Она укрыла его одеялом. Вид у нее был такой спокойный и хладнокровный, что все мои тревоги улеглись. Скоро я уже спал.
На следующее утро, еще не совсем очнувшись ото сна, я стал думать о яйцах, лежавших в ящике моего столика. Я пересчитал их лишь вчера, но сейчас в полусне никак не мог вспомнить, сколько их было.

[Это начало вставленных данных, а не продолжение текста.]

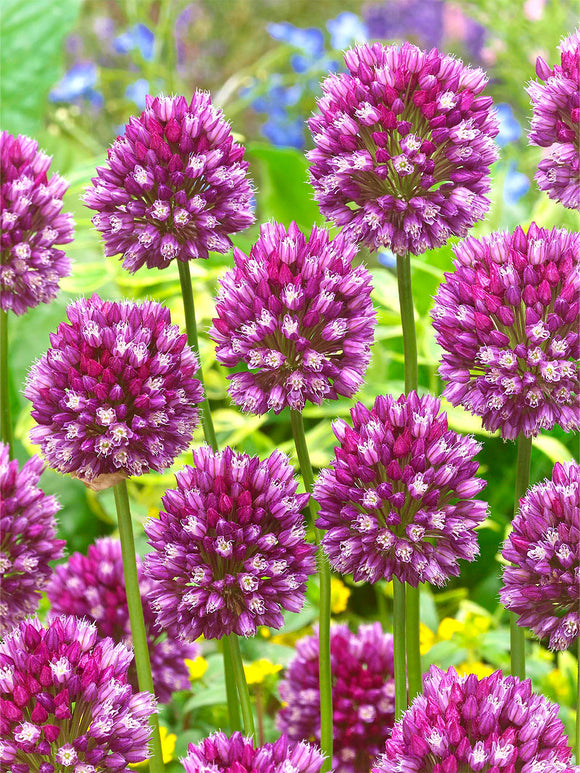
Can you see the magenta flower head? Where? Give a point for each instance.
(494, 724)
(363, 694)
(220, 754)
(397, 500)
(115, 396)
(93, 587)
(175, 185)
(403, 145)
(66, 703)
(556, 123)
(27, 538)
(31, 226)
(298, 315)
(229, 550)
(543, 586)
(508, 321)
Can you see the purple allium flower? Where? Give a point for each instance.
(66, 703)
(363, 694)
(508, 319)
(115, 395)
(31, 225)
(543, 587)
(556, 123)
(93, 586)
(27, 538)
(174, 187)
(403, 148)
(229, 551)
(299, 315)
(397, 501)
(220, 754)
(494, 724)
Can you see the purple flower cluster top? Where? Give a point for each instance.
(543, 585)
(299, 316)
(397, 500)
(508, 321)
(556, 123)
(229, 550)
(403, 146)
(27, 538)
(363, 694)
(115, 396)
(174, 187)
(31, 226)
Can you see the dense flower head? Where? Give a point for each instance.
(508, 321)
(229, 550)
(556, 123)
(175, 185)
(397, 499)
(543, 585)
(490, 725)
(27, 538)
(220, 754)
(299, 316)
(93, 587)
(403, 145)
(115, 395)
(66, 702)
(363, 694)
(31, 224)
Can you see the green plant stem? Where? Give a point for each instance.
(138, 634)
(192, 340)
(518, 635)
(324, 666)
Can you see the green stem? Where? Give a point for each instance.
(518, 635)
(138, 633)
(324, 665)
(192, 340)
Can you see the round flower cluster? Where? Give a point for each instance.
(66, 704)
(27, 538)
(543, 587)
(220, 754)
(31, 225)
(175, 185)
(229, 551)
(403, 146)
(556, 123)
(397, 501)
(93, 587)
(299, 316)
(115, 395)
(363, 694)
(464, 724)
(508, 319)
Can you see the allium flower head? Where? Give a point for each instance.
(397, 500)
(27, 538)
(493, 725)
(31, 225)
(115, 395)
(174, 187)
(220, 754)
(403, 145)
(66, 703)
(556, 123)
(93, 587)
(363, 694)
(299, 316)
(508, 321)
(543, 587)
(229, 550)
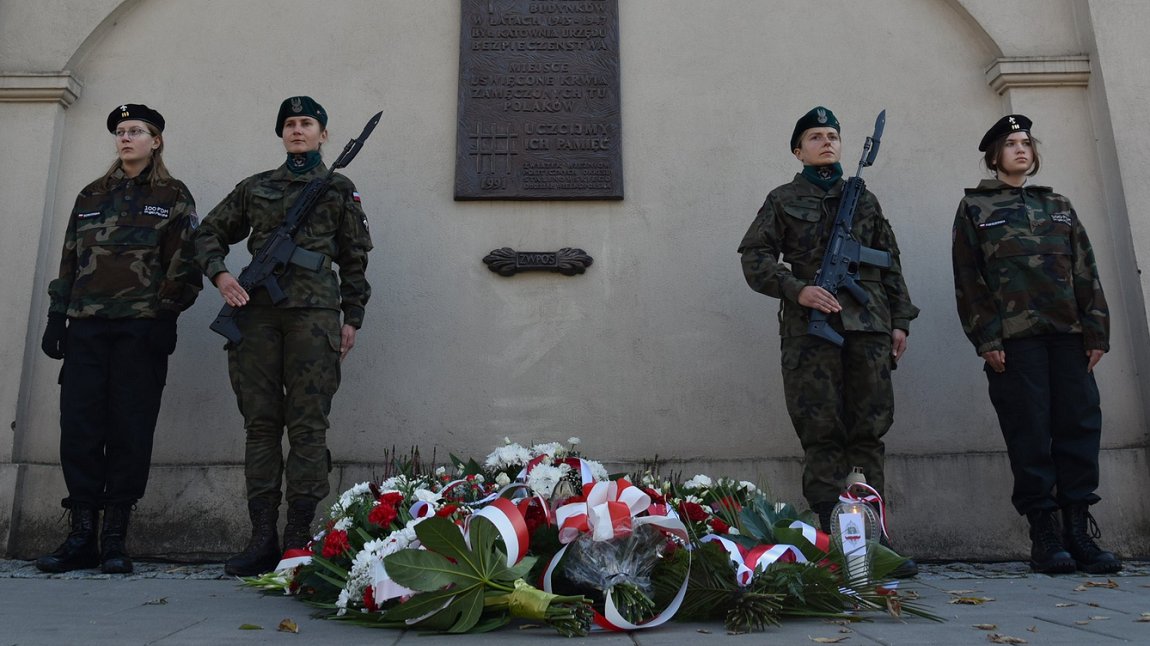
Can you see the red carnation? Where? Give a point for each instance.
(335, 544)
(382, 515)
(694, 512)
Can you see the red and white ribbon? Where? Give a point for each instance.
(758, 558)
(508, 521)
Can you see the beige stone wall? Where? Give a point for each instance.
(660, 347)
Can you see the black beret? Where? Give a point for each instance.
(135, 112)
(1002, 128)
(299, 106)
(818, 117)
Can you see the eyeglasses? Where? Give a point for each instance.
(131, 133)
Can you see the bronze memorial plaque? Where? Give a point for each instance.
(538, 101)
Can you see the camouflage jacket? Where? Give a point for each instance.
(336, 228)
(128, 252)
(1024, 267)
(784, 246)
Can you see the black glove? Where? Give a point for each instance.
(55, 336)
(162, 337)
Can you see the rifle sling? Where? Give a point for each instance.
(309, 260)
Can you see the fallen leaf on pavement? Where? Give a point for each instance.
(971, 600)
(995, 638)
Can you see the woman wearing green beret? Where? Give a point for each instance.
(125, 274)
(1030, 302)
(285, 370)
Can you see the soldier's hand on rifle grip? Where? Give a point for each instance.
(230, 289)
(817, 298)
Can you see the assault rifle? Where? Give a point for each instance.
(844, 254)
(280, 250)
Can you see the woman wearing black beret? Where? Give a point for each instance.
(1030, 302)
(125, 274)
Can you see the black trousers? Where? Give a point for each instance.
(109, 400)
(1050, 416)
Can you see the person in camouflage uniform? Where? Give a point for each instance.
(285, 370)
(125, 274)
(840, 399)
(1032, 304)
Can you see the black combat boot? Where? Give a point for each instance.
(113, 555)
(1079, 531)
(1048, 555)
(298, 529)
(81, 550)
(262, 551)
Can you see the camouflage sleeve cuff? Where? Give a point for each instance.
(988, 346)
(215, 267)
(792, 286)
(353, 316)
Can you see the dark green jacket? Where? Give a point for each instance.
(1024, 267)
(128, 251)
(336, 228)
(784, 246)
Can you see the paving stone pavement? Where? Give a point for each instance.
(173, 604)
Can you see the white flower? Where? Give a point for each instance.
(543, 478)
(552, 448)
(427, 495)
(698, 482)
(507, 456)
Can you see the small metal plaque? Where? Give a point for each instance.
(568, 261)
(538, 101)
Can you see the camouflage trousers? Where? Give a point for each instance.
(284, 374)
(841, 402)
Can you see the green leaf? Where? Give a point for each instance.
(443, 536)
(469, 607)
(422, 604)
(424, 571)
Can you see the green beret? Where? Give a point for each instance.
(299, 106)
(818, 117)
(135, 112)
(1002, 128)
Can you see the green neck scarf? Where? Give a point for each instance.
(823, 176)
(301, 163)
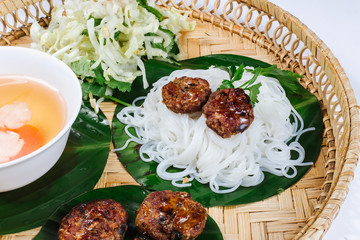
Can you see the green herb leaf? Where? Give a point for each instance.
(254, 91)
(82, 68)
(289, 79)
(121, 86)
(144, 4)
(238, 73)
(93, 87)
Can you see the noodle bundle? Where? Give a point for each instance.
(184, 142)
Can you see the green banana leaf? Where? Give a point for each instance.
(130, 198)
(77, 171)
(145, 173)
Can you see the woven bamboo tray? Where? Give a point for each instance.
(258, 29)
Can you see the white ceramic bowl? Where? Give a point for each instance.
(30, 62)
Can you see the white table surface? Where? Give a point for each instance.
(337, 23)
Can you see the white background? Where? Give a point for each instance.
(337, 23)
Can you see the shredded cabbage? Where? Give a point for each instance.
(105, 42)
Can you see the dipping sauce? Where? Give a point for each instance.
(31, 113)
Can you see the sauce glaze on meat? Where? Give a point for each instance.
(186, 94)
(99, 219)
(166, 215)
(228, 112)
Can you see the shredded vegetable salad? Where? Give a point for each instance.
(106, 41)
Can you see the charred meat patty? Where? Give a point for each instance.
(99, 219)
(167, 215)
(228, 111)
(186, 94)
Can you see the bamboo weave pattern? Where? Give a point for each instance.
(258, 29)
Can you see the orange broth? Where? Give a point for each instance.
(47, 106)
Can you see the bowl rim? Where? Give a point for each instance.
(73, 114)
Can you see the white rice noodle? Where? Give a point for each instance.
(185, 142)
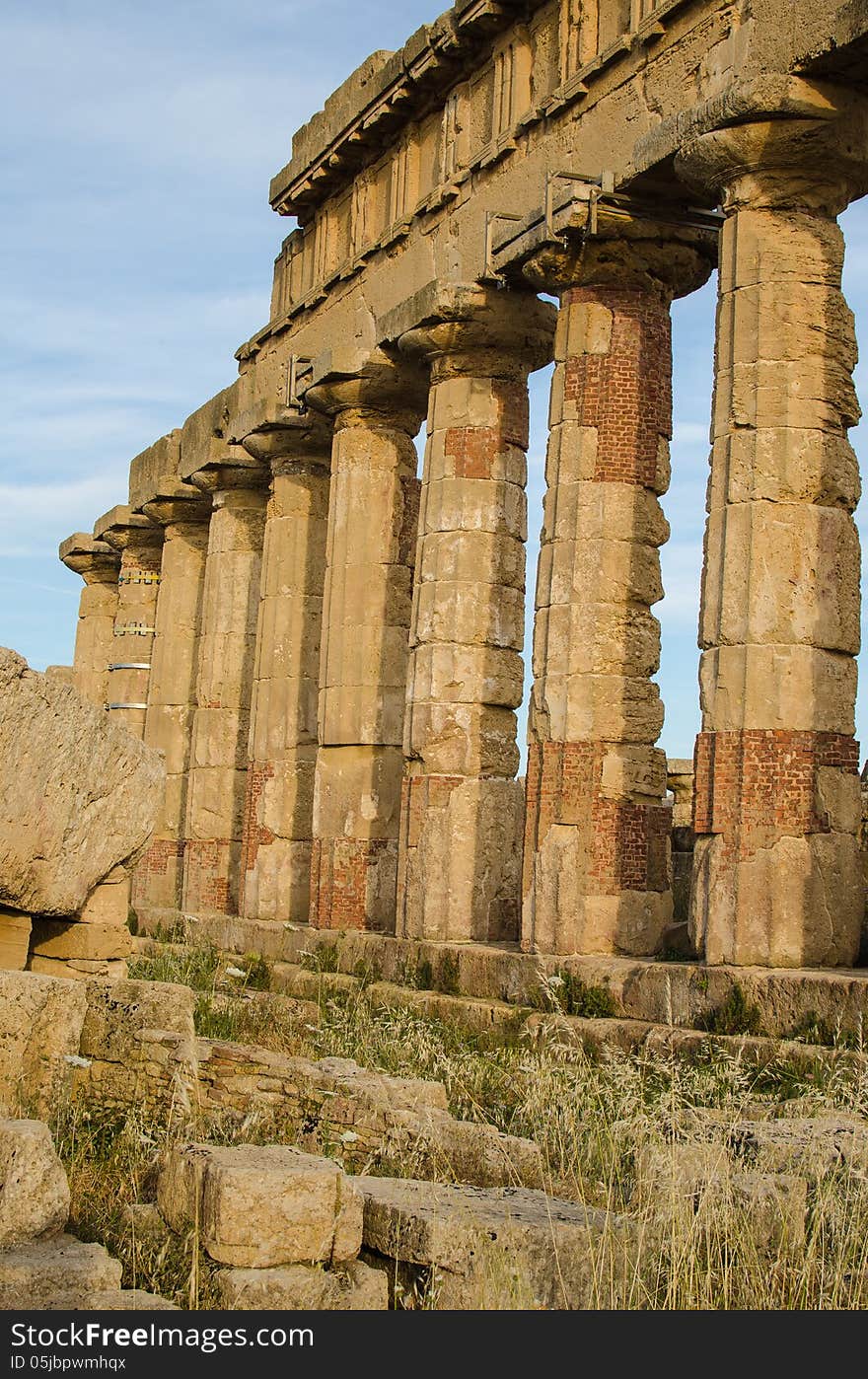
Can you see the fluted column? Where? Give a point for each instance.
(182, 513)
(597, 844)
(777, 799)
(460, 856)
(373, 516)
(99, 565)
(140, 544)
(221, 721)
(283, 728)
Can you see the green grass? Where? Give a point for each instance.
(590, 1116)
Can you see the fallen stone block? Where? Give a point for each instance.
(472, 1153)
(700, 1191)
(40, 1028)
(79, 796)
(146, 1223)
(406, 1094)
(41, 1277)
(501, 1248)
(79, 969)
(353, 1287)
(14, 939)
(808, 1145)
(65, 939)
(109, 902)
(116, 1299)
(261, 1205)
(34, 1188)
(120, 1012)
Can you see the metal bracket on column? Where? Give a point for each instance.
(490, 273)
(138, 577)
(594, 187)
(297, 368)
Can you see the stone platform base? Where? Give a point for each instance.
(788, 1003)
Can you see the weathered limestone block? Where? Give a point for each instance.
(777, 877)
(258, 1206)
(813, 1146)
(505, 1248)
(109, 904)
(78, 796)
(597, 840)
(79, 969)
(461, 808)
(14, 939)
(114, 1299)
(45, 1275)
(363, 658)
(181, 512)
(283, 727)
(119, 1015)
(300, 1288)
(40, 1029)
(34, 1188)
(214, 825)
(99, 565)
(58, 938)
(464, 845)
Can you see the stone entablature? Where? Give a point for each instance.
(338, 638)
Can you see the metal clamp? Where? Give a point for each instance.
(138, 577)
(595, 187)
(297, 367)
(490, 273)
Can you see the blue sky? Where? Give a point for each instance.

Больничный завтрак мы съедали без всякого удовольствия.
— Ешь, только чтобы не умереть с голоду. Иначе озолоти меня, чтобы я прикоснулся к такой еде, — как-то объяснил Ангус новенькому.
Этот завтрак состоял из тарелки каши и двух тоненьких ломтиков хлеба, слегка намазанных маслом.
Те из больных, кто мог себе позволить покупать яйца, и те, у кого были друзья или родственники, имевшие своих кур, хранили в тумбочке запас яиц. Они дорожили ими, как сокровищем, и огорчались, когда оставалось одно или два яйца.
— Запас-то мой на исходе, — говорили они, с хмурым видом заглядывая в тумбочку.